October 3, 2011
Talking Simplex on Ham Radio
Yesterday I made a bonehead mistake. Being a newbie in ham radios, this happens just about every time I touch a radio. Days before plans were made for an early breakfast with a fellow ham that was going to work a public service event with me.
I was to meet somewhere in Bristol, NH with this expert radio operator. Because neither of us knew what diners would be open, We decided to coordinate where to eat on simplex when we got close to one another. The plan was to be on 146.500 MHz.
You know what they say about best-laid plans, don't you? Well, I was able to broadcast and my friend heard me just fine. When he transmitted back to me, I could clearly see his signal via the S-meter on the screen of my Yaesu VX-7R. But there was no sound. Yes, I did have the volume up. He was deaf to me, if you get what I mean.
Because he was an experienced operator, he instantly knew what the problem was. But alas, he couldn't tell me how to fix my radio settings because I couldn't hear him.
It was so easy. I had my Tone Squelch setting set to On and had a preset tone set up.
You may not think that's a big deal, but the purpose of these Continuous Tone-Coded Squelch System (CTCSS) tones is to keep a radio quiet until it hears this simultaneous sub-audible tone during the voice transmission. These CTCSS tones are very low frequency audio tones, usually less than 300 Hz, that are overlaid on the radio frequency. These also are helpful in activating repeaters. But that's a subject for another day.

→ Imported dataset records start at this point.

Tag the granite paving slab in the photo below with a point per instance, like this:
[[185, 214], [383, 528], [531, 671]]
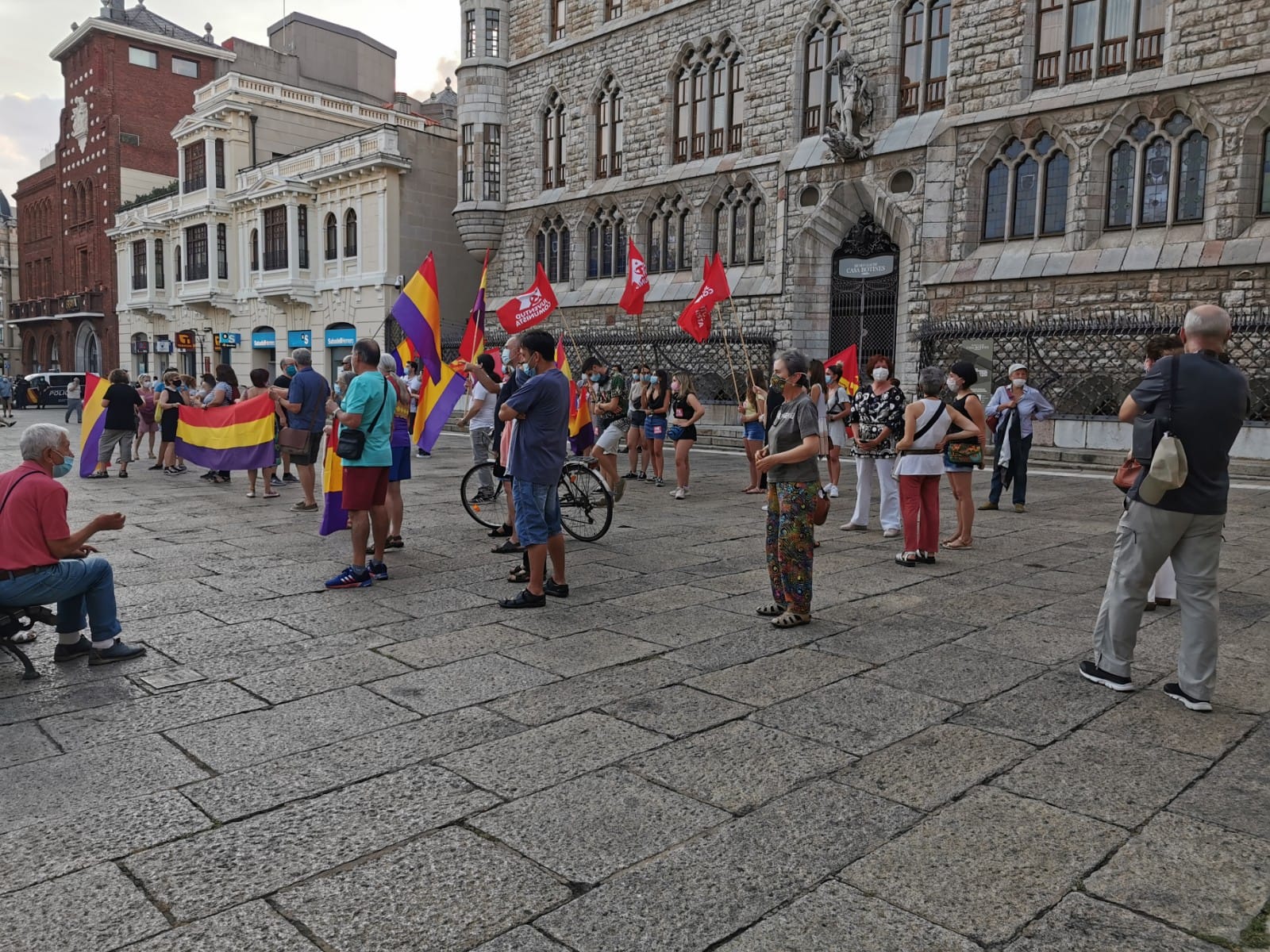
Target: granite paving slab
[[956, 673], [325, 674], [933, 767], [987, 865], [98, 908], [264, 854], [258, 736], [677, 710], [738, 766], [253, 927], [856, 715], [1200, 877], [1236, 793], [444, 892], [836, 918], [470, 681], [84, 835], [708, 889], [588, 691], [543, 757], [145, 715], [1104, 777], [588, 828], [1083, 924], [778, 677], [309, 772], [108, 774]]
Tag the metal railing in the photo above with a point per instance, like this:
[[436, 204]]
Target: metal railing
[[1086, 363]]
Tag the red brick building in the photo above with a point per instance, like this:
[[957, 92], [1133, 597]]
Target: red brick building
[[130, 76]]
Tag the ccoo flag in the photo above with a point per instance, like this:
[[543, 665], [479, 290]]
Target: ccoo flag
[[531, 308], [418, 311], [94, 420], [235, 437]]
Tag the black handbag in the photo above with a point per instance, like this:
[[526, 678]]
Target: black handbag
[[352, 442]]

Since my radio was set to listen for such a tone, it did it's job and sat there oh so quietly.
It's also mandatory that you turn off the + / - repeater shift function on the radio. If you don't you'll be transmitting out at .600 on any simplex frequency in the 2-meter band you've chosen. This means my friend could not hear what I was transmitting, but I would have been able to hear what diner he was at.
Once my mentor and I caught up with one another on a local repeater and sat down for breakfast, we were able to get my radio working perfectly in less than 30 seconds. Once I turned off my tone squelch he pressed my talk button and it automatically made his radio chirp.
Additional Simplex Operating Tips:
Altitude is everything. When you operate in simplex mode, you want your radio waves to reach out as far as possible, especially if you're working with a low-wattage handheld (HT) radio like the Yaesu VX-7R. It only transmits at 5 watts. But 5 watts broadcasting from on top of a mountain can carry quite a distance indeed.
If you're blocked by terrain, trees, buildings, etc. simplex might only reach out a mile or so and even less.
Remember that propagation changes as the sun rises into the sky and excites the atmosphere. You may be able to work simplex early morning and evening with great success at a given distance, but have issues at high noon and midday.